You can verify that the logical_state_spec here has the same content as state_spec in the previous (“non-logical”) example. This will be the out_axis_resources you specify when creating pjitted functions.

state_spec.params['ScanDotReluDot_0'] == logical_state_spec.params['ScanLogicalDotReluDot_0']
True
logical_pjit_init_fn = pjit(init_fn,
                            static_argnums=(2, 3),
                            in_axis_resources=(PartitionSpec(None), x_spec),  # RNG key and x
                            out_axis_resources=logical_state_spec
                            )
with mesh:
  logical_initialized_state = logical_pjit_init_fn(k, x, logical_model, optimizer)
jax.tree_map(jnp.shape, logical_initialized_state)
TrainState(step=(), apply_fn=<bound method Module.apply of LogicalMLP(
    # attributes
    num_layers = 4
    depth = 1024
    use_scan = True
)>, params=FrozenDict({
    ScanLogicalDotReluDot_0: {
        W1: LogicallyPartitioned(value=(4, 1024, 1024), names=('layer', 'embed', 'hidden'), mesh=None, rules=None),
        W2: LogicallyPartitioned(value=(4, 1024, 1024), names=('layer', 'hidden', 'embed'), mesh=None, rules=None),
    },
}), tx=GradientTransformationExtraArgs(init=<function chain.<locals>.init_fn at 0x7f3ba877d700>, update=<function chain.<locals>.update_fn at 0x7f3ba877d8b0>), opt_state=(ScaleByAdamState(count=(), mu=FrozenDict({
    ScanLogicalDotReluDot_0: {
        W1: LogicallyPartitioned(value=(4, 1024, 1024), names=('layer', 'embed', 'hidden'), mesh=None, rules=None),
        W2: LogicallyPartitioned(value=(4, 1024, 1024), names=('layer', 'hidden', 'embed'), mesh=None, rules=None),
    },
}), nu=FrozenDict({
    ScanLogicalDotReluDot_0: {
        W1: LogicallyPartitioned(value=(4, 1024, 1024), names=('layer', 'embed', 'hidden'), mesh=None, rules=None),
        W2: LogicallyPartitioned(value=(4, 1024, 1024), names=('layer', 'hidden', 'embed'), mesh=None, rules=None),
    },
})), EmptyState()))

When to use device axis / logical axis#

Choosing when to use a device or logical axis depends on how much you want to control the partitioning of your model.

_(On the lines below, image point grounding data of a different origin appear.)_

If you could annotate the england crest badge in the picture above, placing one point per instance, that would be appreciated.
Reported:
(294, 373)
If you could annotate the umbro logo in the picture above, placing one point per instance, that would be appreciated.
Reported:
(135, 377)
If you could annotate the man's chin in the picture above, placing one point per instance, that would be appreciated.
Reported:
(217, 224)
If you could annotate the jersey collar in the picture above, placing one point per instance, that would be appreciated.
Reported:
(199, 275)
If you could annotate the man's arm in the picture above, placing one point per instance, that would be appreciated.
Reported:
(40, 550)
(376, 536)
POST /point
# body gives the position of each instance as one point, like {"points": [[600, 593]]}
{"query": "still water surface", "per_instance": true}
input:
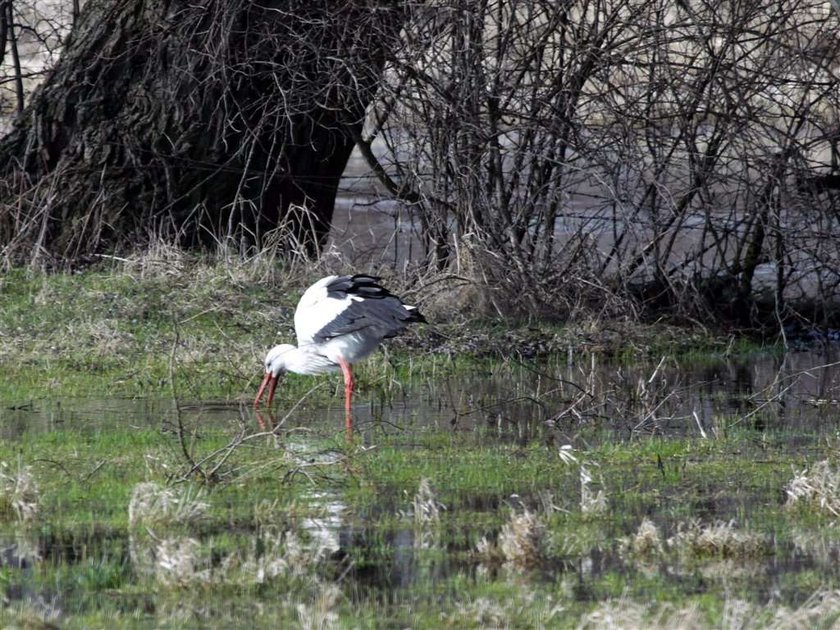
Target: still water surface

If you want a very simple model, or you are very confident of your way of partitioning, defining it with device mesh axis can potentially save you a few extra lines of code of converting the logical naming back to the device naming.

On the other hand, the logical naming helpers are useful for exploring different sharding layouts. Use this if you want to experiment around and find the most optimal partition layout for your model.

In really advanced use cases, you may have more complicated sharding patterns that require annotating activation dimension names differently from parameter dimension names. When people wish to have more fine-grained control on manual mesh assignments, directly using device axis names could be more helpful.

Save the data#

You can use flax.training.checkpoints to save the cross-device array, as shown in the Save and load checkpoints guide - Multi-host/multi-process checkpointing. This is especially required if you are running on a multi-host environment (for example, a TPU pod).

Keep in mind that to restore the arrays to the desired partition, you need to provide a sample target pytree that has the same structure and has the desired PartitionSpec in place for each JAX array. The PartitionSpec you use to restore the array doesn’t necessarily need to be the same as the ones you used to store the array.